Charles Donahue, the Paul A. Freund Professor of Law, was selected to receive an honorary doctorate from the Université de Paris II: Panthéon-Assas. A member of the Harvard Law School faculty since 1978, Donahue specializes in property law and legal history.

In February of last year, Donahue published his 696-page investigation of medieval marriage practices and laws entitled “Law, Marriage, and Society in the Later Middle Ages: Arguments about Marriage in Five Courts.” The culmination of many years of research, Donahue’s book focuses on marriage litigation in the archiepiscopal court of York (1300-1500) and the Episcopal courts of Ely (1374-1381), Paris (1384-1387), Cambrai (1438-1453) and Brussels (1448-1459).

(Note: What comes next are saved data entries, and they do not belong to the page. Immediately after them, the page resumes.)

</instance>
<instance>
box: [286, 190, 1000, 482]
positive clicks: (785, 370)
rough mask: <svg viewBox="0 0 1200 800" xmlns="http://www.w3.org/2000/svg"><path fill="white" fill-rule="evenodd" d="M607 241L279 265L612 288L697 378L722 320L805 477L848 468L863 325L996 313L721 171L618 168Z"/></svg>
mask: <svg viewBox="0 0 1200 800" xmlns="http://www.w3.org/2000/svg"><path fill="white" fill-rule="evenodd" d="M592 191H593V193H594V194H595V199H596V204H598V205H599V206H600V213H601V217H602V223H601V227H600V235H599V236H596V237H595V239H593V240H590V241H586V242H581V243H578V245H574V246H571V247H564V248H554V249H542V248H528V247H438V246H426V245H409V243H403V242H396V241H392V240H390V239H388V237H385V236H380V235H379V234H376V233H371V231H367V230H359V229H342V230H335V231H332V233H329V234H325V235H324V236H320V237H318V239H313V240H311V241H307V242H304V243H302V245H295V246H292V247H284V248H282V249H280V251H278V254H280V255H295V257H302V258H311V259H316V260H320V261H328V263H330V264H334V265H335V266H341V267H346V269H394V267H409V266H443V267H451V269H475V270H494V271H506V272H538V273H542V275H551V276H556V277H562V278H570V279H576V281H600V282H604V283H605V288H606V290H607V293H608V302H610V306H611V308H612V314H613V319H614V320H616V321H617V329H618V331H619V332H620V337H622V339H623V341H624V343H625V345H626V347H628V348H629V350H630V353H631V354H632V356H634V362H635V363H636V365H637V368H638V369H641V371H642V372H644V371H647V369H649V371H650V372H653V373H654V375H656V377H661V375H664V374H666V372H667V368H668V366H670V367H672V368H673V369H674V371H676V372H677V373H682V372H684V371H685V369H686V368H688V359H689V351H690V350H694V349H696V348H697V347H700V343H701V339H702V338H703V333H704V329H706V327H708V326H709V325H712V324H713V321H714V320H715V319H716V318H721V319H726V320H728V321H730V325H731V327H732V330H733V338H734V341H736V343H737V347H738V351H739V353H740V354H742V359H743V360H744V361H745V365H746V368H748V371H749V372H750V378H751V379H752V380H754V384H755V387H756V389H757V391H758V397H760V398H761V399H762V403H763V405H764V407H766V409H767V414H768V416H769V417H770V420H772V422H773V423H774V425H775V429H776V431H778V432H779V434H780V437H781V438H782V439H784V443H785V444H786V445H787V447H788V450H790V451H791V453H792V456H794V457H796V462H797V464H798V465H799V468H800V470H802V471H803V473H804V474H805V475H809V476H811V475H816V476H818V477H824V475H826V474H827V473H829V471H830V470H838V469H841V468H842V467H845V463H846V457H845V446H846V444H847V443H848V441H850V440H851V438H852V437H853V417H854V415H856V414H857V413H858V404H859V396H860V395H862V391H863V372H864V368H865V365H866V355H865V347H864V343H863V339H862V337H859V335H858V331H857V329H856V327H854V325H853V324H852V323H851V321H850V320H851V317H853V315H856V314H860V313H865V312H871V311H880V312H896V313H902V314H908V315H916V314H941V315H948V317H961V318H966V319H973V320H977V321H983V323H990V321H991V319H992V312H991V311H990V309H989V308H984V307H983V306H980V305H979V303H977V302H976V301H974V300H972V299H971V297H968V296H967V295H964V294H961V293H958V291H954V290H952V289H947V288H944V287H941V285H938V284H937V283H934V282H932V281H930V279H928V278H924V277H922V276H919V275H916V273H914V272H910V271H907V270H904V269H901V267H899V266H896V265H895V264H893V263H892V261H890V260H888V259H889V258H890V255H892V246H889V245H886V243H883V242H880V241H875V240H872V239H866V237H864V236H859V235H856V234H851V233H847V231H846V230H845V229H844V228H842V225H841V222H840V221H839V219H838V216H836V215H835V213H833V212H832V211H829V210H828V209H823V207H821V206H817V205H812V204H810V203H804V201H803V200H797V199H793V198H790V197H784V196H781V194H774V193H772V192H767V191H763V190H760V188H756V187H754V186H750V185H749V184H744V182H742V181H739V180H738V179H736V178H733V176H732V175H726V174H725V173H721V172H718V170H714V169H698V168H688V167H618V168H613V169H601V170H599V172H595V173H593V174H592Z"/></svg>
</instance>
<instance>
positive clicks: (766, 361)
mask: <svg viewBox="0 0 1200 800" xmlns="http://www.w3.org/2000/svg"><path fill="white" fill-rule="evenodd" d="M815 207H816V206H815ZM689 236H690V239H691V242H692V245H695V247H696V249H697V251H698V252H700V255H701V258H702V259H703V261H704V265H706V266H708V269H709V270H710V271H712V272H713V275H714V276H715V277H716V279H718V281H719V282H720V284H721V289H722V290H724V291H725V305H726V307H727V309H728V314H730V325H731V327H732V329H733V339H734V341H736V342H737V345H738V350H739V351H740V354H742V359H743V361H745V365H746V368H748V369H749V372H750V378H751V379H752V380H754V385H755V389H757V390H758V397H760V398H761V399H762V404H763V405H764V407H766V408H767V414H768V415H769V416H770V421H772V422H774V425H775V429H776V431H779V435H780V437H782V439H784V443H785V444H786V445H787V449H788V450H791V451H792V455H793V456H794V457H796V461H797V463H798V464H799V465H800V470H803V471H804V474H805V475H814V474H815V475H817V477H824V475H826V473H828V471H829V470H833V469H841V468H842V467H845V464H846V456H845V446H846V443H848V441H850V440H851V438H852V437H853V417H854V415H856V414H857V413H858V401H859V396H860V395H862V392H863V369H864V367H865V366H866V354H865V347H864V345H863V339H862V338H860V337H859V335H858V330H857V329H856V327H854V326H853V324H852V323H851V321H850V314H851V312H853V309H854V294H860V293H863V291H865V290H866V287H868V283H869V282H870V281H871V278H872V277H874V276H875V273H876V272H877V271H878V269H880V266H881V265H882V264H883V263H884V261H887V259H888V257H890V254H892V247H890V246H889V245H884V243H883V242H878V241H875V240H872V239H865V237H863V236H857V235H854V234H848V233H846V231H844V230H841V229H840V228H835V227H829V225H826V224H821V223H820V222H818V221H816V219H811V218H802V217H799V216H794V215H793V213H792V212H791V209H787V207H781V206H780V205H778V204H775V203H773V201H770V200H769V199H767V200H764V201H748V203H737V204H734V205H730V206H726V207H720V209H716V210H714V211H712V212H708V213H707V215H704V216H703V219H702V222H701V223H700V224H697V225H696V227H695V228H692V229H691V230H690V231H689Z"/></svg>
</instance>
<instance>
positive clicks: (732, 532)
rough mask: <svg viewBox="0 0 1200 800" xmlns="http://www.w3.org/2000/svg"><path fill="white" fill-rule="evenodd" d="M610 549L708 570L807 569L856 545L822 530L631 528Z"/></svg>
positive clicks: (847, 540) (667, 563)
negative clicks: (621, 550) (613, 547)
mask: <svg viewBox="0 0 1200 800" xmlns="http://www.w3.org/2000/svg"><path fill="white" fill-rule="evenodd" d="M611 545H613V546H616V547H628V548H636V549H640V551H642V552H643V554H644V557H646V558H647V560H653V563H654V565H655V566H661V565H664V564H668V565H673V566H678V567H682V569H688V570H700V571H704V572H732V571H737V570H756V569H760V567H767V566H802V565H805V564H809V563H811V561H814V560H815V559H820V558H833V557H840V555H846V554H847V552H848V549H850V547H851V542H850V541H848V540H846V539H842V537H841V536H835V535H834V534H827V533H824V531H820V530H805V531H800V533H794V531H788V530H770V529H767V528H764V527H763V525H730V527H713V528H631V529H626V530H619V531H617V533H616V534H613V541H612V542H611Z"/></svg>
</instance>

Donahue has held visiting appointments at Boston College School of Law and Cornell University School of Law, as well as at the London School of Economics and the Vrije Universiteit te Brussel. At Harvard, Donahue serves on the Committee on Medieval Studies of the Faculty of Arts and Sciences and on the University Committee on Religion. He is a past president of the American Society for Legal History, a life member of the American Law Institute and of the Medieval Academy of America, and a fellow of the Royal Historical Society (UK)

The Université de Paris II: Panthéon-Assas was established in 1970 after the all-encompassing University of Paris was divided into many smaller institutions. The Panthéon-Assas exists today as one of the pre-eminent state-run universities in Paris with a focus on law as well as economics.